由fabH基因编码的β-酮脂酰-酰基载体蛋白(ACP)合酶III(KAS III,也称为乙酰乙酰-ACP合酶)被认为催化细菌和植物质体中II型脂肪酸合成的首个延伸反应(克莱森缩合反应)。然而,缺乏KAS III催化关键反应的直接体内证据,因为尚未分离出缺乏该活性的突变生物体。我们报道了首个缺乏KAS III的细菌菌株,这是在革兰氏阳性细菌乳酸乳球菌乳酸亚种IL1403中构建的fabH突变体。该突变菌株在KAS III活性位点区域存在框内缺失,通过使用补充了饱和和不饱和长链脂肪酸来源的培养基进行基因置换而分离得到。该突变菌株缺乏KAS III活性,在不补充外源长链脂肪酸的情况下无法生长,这表明KAS III在细胞代谢中起关键作用。然而,乳酸乳球菌fabH缺失突变体生长仅需要长链不饱和脂肪酸,不需要长链饱和脂肪酸来源。当脂肪酸合成因生物素饥饿(这会阻止丙二酰辅酶A的合成)而受阻时,生长需要饱和脂肪酸和不饱和脂肪酸,因此fabH缺失菌株中必定存在另一条饱和脂肪酸合成途径。
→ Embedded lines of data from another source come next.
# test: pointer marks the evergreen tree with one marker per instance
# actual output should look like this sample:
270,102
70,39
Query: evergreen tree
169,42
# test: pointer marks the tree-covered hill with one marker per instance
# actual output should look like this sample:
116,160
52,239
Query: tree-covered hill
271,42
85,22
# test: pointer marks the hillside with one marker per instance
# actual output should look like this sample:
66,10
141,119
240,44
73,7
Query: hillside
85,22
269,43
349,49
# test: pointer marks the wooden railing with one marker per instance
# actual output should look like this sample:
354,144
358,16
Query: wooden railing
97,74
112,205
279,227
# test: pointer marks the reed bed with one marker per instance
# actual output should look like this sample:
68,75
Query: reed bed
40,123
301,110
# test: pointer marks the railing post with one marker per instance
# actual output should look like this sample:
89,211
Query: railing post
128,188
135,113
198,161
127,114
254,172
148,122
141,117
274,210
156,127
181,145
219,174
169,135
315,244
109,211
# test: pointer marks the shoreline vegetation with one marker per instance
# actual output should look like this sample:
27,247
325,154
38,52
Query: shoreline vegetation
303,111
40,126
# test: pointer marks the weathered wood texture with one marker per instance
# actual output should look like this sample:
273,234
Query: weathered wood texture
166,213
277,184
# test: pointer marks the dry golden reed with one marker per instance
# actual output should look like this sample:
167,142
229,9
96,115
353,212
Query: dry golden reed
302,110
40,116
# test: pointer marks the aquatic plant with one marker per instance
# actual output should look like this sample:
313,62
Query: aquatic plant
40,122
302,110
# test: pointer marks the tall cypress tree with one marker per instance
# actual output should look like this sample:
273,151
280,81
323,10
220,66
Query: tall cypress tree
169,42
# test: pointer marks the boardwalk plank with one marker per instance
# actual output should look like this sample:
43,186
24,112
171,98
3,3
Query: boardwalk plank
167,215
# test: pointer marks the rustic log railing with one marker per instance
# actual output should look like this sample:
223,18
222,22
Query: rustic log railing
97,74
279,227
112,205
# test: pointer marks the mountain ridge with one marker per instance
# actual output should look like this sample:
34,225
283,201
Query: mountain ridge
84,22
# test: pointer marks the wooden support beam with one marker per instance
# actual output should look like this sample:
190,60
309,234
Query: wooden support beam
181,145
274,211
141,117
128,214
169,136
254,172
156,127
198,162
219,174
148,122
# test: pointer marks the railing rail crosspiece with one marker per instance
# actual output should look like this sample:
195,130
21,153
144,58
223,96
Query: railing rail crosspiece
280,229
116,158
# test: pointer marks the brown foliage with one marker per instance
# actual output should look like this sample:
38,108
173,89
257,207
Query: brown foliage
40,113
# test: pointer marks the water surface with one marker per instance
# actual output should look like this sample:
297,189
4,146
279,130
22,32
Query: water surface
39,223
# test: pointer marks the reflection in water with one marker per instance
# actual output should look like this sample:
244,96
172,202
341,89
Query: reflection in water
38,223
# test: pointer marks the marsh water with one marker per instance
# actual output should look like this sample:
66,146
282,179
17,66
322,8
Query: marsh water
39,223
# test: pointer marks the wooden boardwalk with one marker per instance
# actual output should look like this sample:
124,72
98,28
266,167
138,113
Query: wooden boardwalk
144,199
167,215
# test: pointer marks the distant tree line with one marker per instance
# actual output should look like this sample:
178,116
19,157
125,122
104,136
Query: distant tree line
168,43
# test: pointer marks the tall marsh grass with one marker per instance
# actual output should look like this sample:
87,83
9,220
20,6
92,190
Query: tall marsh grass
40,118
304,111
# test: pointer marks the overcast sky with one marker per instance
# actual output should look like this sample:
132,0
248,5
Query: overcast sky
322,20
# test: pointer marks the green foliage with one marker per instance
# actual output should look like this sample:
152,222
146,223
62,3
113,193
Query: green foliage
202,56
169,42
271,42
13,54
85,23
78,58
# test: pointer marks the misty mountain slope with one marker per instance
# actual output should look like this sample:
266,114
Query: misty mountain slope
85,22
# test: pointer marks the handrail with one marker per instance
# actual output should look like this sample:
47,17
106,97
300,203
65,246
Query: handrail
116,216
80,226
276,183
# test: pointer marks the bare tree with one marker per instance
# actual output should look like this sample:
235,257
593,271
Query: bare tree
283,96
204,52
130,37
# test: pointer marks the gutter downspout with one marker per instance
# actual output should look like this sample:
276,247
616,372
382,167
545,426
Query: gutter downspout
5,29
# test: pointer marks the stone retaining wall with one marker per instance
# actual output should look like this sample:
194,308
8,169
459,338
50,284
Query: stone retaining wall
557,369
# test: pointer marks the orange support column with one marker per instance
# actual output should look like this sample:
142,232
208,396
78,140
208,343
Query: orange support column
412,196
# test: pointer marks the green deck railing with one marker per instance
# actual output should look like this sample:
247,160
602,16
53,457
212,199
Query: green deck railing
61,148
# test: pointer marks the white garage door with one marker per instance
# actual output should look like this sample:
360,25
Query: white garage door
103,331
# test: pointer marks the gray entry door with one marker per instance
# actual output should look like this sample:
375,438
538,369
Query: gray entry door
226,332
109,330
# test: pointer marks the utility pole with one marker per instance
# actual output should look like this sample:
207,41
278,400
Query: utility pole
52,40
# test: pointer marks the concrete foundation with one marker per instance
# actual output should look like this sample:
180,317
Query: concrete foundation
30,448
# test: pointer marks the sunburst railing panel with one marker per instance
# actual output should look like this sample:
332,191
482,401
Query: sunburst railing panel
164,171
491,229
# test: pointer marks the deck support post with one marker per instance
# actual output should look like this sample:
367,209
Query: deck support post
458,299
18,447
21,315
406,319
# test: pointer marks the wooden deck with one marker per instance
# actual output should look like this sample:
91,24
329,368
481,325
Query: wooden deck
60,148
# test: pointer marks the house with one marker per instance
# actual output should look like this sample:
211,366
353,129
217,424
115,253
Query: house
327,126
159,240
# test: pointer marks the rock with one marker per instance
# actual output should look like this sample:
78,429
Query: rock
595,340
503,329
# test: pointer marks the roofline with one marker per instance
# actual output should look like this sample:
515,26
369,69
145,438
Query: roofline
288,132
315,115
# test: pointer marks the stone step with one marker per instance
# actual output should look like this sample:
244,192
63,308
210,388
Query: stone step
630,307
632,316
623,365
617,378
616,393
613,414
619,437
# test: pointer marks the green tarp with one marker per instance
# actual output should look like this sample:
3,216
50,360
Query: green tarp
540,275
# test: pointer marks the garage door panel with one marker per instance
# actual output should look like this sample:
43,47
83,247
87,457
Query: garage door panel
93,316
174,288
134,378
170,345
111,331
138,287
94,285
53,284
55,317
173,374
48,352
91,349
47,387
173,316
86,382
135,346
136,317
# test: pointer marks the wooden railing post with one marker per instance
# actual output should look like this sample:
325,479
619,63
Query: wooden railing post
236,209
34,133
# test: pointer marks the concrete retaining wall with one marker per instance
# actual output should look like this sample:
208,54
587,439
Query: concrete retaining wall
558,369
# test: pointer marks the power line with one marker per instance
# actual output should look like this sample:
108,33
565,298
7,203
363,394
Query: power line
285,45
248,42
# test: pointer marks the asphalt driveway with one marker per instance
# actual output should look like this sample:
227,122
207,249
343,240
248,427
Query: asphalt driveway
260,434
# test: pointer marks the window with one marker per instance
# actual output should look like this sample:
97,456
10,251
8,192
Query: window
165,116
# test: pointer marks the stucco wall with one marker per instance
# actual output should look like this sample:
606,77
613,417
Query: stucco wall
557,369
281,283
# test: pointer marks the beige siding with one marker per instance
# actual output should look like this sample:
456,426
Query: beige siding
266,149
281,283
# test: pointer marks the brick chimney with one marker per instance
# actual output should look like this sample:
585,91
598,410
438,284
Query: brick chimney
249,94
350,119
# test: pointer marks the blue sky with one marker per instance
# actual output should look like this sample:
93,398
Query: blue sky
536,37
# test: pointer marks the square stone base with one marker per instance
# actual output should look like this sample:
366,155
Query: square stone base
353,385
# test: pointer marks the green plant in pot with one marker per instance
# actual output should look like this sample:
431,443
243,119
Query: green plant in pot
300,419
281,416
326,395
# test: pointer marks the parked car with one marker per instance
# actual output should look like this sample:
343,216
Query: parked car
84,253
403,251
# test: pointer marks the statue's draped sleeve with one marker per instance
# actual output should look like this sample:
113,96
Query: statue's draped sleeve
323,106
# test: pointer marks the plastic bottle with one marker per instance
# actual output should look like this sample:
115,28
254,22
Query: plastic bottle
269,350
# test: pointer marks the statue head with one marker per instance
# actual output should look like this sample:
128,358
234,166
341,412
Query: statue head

实际上,体内[1-14C]乙酸掺入脂肪酸的实验表明,fabH突变体保留了野生型菌株约10%的脂肪酸合成能力,并且这种残余合成能力优先转向该途径的饱和分支。此外,质谱分析表明,fabH突变体在脂肪酸饥饿时保留了低水平的棕榈酸。分离得到了fabH缺失突变体菌株的衍生物,它们是辛酸营养缺陷型,这与生化研究结果一致,表明FabH的主要作用是产生短链脂肪酸引物。我们还通过基于质粒的基因插入/缺失系统证实了FabH在大肠杆菌中的必要性。这些结果共同提供了首个遗传学证据,证明FabH在革兰氏阳性和革兰氏阴性细菌的II型脂肪酸生物合成起始过程中进行主要的缩合反应。